The UK economy grew by 0.8 percent in quarter one of 2014 following on from the 0.7 percent seen in the final quarter of 2013 according to the latest figures from the Office for National Statistics (ONS).
Compared to Q1 2013 GDP was 3.1 percent higher in Q1 2014.
Although the bad weather of January and February may have had some impact on the construction sector, the ONS said it was not significant enough to call the storms a ‘statistical special event’ that would require them to adjust the data accordingly.
Looking at the four main sectors of the economy:
• services output rose by 0.9 percent (weighting on GDP 778)
• production was up by 0.8 percent (weighting on GDP 152)
• construction increased by 0.3 percent (weighting on GDP 63)
• but agriculture output decreased by 0.7 percent (weighting on GDP 7)
Commenting on the figures Katja Hall, CBI chief policy director, said:
“The economy is motoring ahead with progress across many sectors as confidence continues to build among businesses and consumers.
“Growth in the first quarter was mostly driven by the service sector, but we’re also seeing our industrial base playing an important role in the recovery, with manufacturing output rising steadily.
“We expect economic momentum to be maintained throughout the year with a broader-based recovery as business investment takes off.”
Martin Beck, senior economic adviser to the EY ITEM Club, commented:
“Recent robust monthly indicators had raised our expectations for UK economic growth in Q1. But today’s GDP numbers, while impressive by historical standards, have left us a little deflated. GDP growth in Q1 came in slightly below the market consensus of 0.9% and the Bank of England’s expectation of 1%, while total output still remains below pre-crisis peak.
“But there is plenty of good news to take away from today’s numbers. The economy has now experienced five consecutive quarters of growth and there is the potential for Q1’s growth to see an upward revision. Meanwhile, the data points to a recovery that is broad based – Q1 saw output in services, industry and construction all expand in excess of 3% on an annual basis.
“That said, the risks have not gone away. Given the continued rapid growth in house prices, further expansion in GDP could become excessively dependent on the housing market. However we are expecting a long period of low inflation expansion which should keep interest rates on hold this year, supporting households’ incomes and spending. The pace of expansion should also give firms even more confidence to invest.
“So we are sticking to our view that the economy will expand by 2.9% in 2014 as a whole, with GDP overtaking its pre-crisis peak in the next quarter. A shift from economic recovery to expansion shouldn’t be too long coming.”
Simon McVicker, the director of policy and public affairs for PCG (the representative body for freelancers and independent professionals), said:
“The Chancellor said this morning that ‘Britain is coming back’ and the figures certainly show that things are looking up for our economy. We should be mindful however that it will take time for these positive conditions to filter right the way down to the UK’s smallest businesses.
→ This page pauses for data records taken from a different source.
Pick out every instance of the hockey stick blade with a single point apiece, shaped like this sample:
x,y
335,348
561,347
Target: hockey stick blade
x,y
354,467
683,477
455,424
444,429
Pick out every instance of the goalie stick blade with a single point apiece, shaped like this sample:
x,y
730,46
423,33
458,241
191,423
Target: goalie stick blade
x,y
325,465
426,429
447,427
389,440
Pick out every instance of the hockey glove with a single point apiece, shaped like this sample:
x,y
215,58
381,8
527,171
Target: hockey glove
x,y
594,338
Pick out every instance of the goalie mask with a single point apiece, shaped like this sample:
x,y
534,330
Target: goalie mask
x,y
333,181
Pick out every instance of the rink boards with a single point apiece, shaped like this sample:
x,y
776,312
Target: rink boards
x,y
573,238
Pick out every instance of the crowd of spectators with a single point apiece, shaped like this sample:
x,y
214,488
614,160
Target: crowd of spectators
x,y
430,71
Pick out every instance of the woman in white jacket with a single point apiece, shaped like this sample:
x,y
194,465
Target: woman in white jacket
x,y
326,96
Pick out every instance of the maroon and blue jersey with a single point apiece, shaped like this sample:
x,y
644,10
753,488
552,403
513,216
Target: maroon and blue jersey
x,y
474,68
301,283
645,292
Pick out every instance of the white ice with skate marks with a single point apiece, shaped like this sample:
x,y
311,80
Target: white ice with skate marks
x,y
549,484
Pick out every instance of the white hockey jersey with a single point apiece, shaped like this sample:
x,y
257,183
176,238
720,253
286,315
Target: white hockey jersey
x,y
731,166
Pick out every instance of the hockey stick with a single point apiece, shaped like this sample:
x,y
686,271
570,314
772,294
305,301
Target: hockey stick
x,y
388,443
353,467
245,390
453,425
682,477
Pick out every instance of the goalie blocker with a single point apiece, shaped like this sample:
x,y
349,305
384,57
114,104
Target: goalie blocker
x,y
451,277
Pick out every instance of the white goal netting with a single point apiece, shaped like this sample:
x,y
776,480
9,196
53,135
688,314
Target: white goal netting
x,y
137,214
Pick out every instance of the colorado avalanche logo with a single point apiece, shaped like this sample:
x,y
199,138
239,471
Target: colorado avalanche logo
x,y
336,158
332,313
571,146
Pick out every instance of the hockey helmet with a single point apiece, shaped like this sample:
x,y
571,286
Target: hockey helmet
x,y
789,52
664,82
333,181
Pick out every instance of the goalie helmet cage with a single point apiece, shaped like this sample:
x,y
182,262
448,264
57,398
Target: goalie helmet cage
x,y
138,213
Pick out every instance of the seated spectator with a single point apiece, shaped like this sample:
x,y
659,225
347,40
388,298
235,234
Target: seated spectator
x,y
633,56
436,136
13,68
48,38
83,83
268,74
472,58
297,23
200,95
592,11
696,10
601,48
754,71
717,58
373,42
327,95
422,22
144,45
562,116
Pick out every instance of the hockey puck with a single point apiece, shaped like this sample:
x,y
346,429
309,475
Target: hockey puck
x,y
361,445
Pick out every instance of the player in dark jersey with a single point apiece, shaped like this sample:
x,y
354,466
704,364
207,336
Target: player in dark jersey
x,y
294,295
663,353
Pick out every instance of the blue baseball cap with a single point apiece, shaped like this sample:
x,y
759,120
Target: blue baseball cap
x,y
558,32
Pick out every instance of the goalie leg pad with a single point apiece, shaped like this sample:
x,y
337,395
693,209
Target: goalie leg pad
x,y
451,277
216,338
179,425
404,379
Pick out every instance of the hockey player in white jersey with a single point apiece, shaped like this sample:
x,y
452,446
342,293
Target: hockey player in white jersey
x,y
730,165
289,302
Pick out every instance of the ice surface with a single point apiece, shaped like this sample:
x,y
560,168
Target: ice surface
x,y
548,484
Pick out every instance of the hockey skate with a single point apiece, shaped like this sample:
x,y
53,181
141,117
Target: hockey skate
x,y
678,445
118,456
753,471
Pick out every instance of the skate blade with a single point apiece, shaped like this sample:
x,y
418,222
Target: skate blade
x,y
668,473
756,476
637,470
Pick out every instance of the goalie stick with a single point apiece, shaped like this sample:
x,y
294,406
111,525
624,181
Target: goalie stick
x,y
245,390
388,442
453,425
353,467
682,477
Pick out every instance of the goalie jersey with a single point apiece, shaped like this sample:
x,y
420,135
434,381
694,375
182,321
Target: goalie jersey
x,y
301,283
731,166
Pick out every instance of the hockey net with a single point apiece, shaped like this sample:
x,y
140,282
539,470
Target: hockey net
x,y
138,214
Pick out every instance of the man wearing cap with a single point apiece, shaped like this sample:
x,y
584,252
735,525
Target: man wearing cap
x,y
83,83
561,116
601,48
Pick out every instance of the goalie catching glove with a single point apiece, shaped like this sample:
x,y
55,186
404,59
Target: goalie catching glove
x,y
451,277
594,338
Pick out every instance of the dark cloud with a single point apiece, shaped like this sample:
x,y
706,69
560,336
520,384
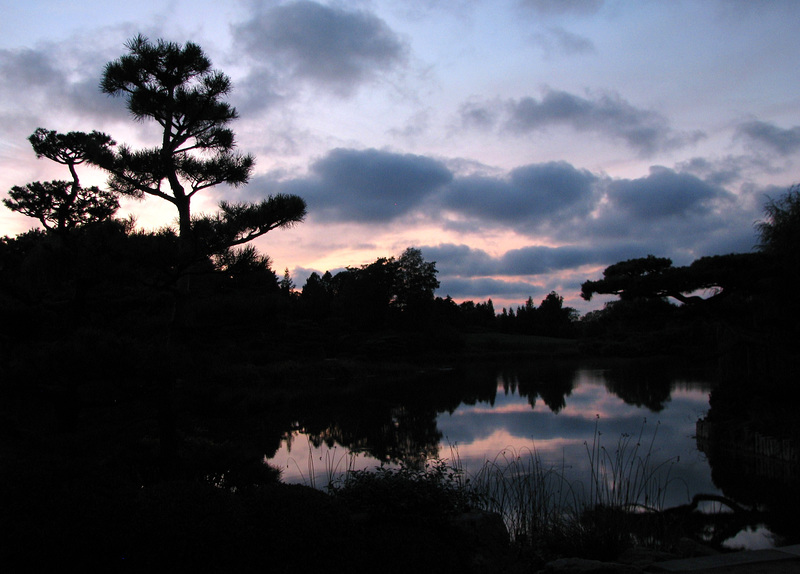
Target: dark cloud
x,y
608,114
529,195
485,287
665,193
539,259
369,185
43,85
326,45
461,260
776,139
480,115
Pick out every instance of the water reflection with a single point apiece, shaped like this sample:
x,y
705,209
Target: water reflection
x,y
484,411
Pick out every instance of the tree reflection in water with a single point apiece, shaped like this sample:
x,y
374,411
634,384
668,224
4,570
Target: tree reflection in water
x,y
483,408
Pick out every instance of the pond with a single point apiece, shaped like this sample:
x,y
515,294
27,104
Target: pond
x,y
570,417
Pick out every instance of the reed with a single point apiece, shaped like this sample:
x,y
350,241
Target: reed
x,y
617,506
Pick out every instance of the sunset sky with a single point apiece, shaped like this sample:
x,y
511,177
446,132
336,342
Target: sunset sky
x,y
523,145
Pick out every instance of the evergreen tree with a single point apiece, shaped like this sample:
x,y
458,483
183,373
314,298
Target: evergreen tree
x,y
177,88
59,205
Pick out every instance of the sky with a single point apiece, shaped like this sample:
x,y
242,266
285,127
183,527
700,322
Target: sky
x,y
522,145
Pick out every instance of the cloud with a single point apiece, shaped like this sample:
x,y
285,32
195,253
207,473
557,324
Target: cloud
x,y
607,114
557,40
328,46
461,260
774,138
665,193
529,195
563,7
539,259
486,287
368,186
43,85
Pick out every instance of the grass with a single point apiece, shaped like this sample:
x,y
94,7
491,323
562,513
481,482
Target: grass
x,y
617,506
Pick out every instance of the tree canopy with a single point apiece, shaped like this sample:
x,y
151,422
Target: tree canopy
x,y
61,205
176,87
655,277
“Our own Economic Forecast showed that over two thirds of independent professionals saw no change in their business during the first quarter of 2014, indicating that most have yet to feel the benefits of the economic recovery. There is no doubt that Britain is on the right track, but in order to ensure every British business benefits no matter its size, the Government must keep the momentum going.”
A BofA Merrill Lynch Global Research report said:
"GDP expanded 0.8% in Q1, a touch below market expectations of a 0.9% gain. Nevertheless, it was the fourth consecutive quarter of robust growth, taking the YoY rate up to 3.1% – the highest since 07Q4. The pace of that recovery over the last year has been far stronger than anticipated: in their February 2013 Inflation Report for example, the BoE expected YoY GDP growth in 14Q1 to be around 1.6%, attributing only around a 15% chance to it being 3% or more. Nevertheless, the level of real GDP is still around 0.6% below its pre-crisis peak. On that metric, the UK climbed above the Euro area around a year ago, though is still a touch short of France."